Puis il la lâcha, la repoussa parmi les coussins, d'une poussée méprisante, et sur le seuil du cabinet il ajouta:

—Jamais plus... tu entends... Jamais! Ni l'un... ni l'autre!

Il dîna seul avec Charlie, car Mme Lahonce avait prétexté une migraine pour ne pas venir à table.

Aux demandes du maître d'hôtel ou de l'enfant, il ripostait de ce ton de douceur spéciale qu'on affecte, après une grande colère, envers ceux qui ne l'ont pas motivée.

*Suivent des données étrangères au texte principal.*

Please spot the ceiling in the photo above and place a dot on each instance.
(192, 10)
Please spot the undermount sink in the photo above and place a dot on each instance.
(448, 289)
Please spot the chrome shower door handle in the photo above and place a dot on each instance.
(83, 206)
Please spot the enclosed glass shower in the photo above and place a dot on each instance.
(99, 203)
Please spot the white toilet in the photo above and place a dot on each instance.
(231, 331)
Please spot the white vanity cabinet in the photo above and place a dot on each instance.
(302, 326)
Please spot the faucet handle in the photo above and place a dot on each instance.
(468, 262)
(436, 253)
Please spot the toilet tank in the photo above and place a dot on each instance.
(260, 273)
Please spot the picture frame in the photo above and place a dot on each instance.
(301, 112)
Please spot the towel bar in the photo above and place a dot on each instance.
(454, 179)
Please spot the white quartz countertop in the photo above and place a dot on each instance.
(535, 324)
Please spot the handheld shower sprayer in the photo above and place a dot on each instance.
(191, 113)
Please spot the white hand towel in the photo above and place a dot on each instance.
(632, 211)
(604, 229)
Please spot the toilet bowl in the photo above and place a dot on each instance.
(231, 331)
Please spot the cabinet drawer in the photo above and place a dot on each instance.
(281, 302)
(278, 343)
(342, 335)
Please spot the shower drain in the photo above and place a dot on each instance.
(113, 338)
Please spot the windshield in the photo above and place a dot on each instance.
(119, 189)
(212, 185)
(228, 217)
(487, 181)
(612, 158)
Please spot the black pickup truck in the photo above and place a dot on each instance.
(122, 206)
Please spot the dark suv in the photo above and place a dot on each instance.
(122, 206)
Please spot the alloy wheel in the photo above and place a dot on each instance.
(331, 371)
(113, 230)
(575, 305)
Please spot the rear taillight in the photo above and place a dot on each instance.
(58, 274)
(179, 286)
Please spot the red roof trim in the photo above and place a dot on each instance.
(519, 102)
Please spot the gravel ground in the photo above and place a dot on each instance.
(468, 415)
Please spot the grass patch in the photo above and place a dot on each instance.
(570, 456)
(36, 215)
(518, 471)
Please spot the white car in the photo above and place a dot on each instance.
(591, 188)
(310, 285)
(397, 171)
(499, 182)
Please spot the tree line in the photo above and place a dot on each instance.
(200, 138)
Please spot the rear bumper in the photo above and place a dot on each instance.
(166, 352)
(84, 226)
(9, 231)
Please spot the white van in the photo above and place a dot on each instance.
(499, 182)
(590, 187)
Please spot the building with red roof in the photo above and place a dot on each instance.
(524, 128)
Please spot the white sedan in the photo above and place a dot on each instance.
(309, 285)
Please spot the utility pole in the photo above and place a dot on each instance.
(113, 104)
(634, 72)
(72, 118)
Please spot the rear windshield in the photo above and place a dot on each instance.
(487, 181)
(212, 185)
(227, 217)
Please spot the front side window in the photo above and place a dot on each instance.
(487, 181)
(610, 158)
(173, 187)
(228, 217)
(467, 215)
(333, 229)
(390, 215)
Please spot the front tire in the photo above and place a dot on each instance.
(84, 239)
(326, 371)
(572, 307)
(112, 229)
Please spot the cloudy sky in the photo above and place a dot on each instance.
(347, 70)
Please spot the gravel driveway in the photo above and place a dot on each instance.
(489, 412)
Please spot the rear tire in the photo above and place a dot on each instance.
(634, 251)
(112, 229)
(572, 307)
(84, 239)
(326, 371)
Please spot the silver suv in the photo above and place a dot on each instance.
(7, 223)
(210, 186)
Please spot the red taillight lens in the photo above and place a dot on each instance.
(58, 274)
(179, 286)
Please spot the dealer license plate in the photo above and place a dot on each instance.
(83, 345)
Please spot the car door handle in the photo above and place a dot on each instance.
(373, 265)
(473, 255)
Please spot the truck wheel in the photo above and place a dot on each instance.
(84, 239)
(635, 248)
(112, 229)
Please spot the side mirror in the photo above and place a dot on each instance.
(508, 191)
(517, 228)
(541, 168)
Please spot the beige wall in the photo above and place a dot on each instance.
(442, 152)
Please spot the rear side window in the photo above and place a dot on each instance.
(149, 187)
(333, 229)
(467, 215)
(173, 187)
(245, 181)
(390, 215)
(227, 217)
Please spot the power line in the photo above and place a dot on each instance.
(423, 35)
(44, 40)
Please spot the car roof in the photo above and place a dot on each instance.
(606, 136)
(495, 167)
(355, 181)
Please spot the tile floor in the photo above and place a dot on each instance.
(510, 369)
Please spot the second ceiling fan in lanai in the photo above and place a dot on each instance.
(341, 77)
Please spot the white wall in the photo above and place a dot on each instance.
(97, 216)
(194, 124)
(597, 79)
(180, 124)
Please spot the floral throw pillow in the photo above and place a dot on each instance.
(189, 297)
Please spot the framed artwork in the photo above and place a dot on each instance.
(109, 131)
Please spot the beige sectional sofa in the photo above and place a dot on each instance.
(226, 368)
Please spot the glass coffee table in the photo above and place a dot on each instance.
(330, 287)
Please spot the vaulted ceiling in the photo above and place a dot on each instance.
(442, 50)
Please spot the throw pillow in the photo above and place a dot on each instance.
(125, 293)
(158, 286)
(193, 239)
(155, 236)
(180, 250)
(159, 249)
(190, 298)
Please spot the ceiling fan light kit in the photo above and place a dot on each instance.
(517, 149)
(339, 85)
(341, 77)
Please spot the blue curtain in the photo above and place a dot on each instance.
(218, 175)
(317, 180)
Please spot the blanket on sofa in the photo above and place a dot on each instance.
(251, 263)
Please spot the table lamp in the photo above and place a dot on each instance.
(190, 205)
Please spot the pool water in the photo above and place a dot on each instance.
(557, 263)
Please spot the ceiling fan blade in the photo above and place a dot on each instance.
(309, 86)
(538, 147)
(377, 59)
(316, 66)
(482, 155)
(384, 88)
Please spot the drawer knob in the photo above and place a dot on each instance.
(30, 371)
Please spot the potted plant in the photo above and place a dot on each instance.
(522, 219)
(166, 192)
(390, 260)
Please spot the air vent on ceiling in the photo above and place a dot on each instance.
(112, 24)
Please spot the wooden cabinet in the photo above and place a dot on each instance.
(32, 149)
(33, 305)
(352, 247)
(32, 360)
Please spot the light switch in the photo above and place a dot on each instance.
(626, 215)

Il s'appliquait surtout à montrer de l'enjouement, de l'affabilité en répliquant à Charlie que de coutume, pourtant, il laissait souvent jaser pendant tout un repas, sans répondre autrement à ses remarques, à ses questions, que par ces onomatopées approbatives dont on croit généreusement satisfaire la curiosité des enfants.

Peu à peu il prenait au sérieux ses devoirs prochains, son rôle éventuel de mari abandonné, de père à demi veuf et voué aux sympathies. Il s'habituait à la pensée que ce romanesque malheur l'eût frappé, lui, Pierre Lahonce, que cet invraisemblable drame de passion se fût abattu chez lui, sur lui, dans sa famille; et il s'improvisait une figure toute neuve et changeante, une figure tantôt attristée de victime sans reproche, tantôt de justicier implacable à qui toutes les vengeances sont permises.

Mais, après dîner, il songea que la présence de M. et Mme Brodin, ses beaux-parents, pourrait le gêner dans l'accomplissement de ses projets immédiats, dans cette scène d'expulsion où il se proposait de si bien exécuter Favierres.

Il alla donc dans sa chambre et écrivit en atténuant l'importance des faits:

«Mon cher père,

«Je vous prie de ne pas venir ce soir. Il se passe à la maison des choses très ennuyeuses que je viendrai vous raconter demain. Nous préférons ne pas recevoir aujourd'hui. Excusez-nous et croyez-moi

«Votre fils dévoué,

«Pierre.»

Ensuite il sonna, demanda Julien, le valet de pied.

Julien, un jeune joufflu, dérangé de son dîner, arriva la bouche encore mâchonnante. Lahonce ordonna:

—Vous allez prendre un fiacre, tout de suite, et vous porterez cela rue de Bourgogne, chez M. Brodin. C'est pressé... Il n'y a pas de réponse!...

Puis il alluma un cigare et se mit à tourner autour de sa chambre, en essayant de méditer sur l'événement.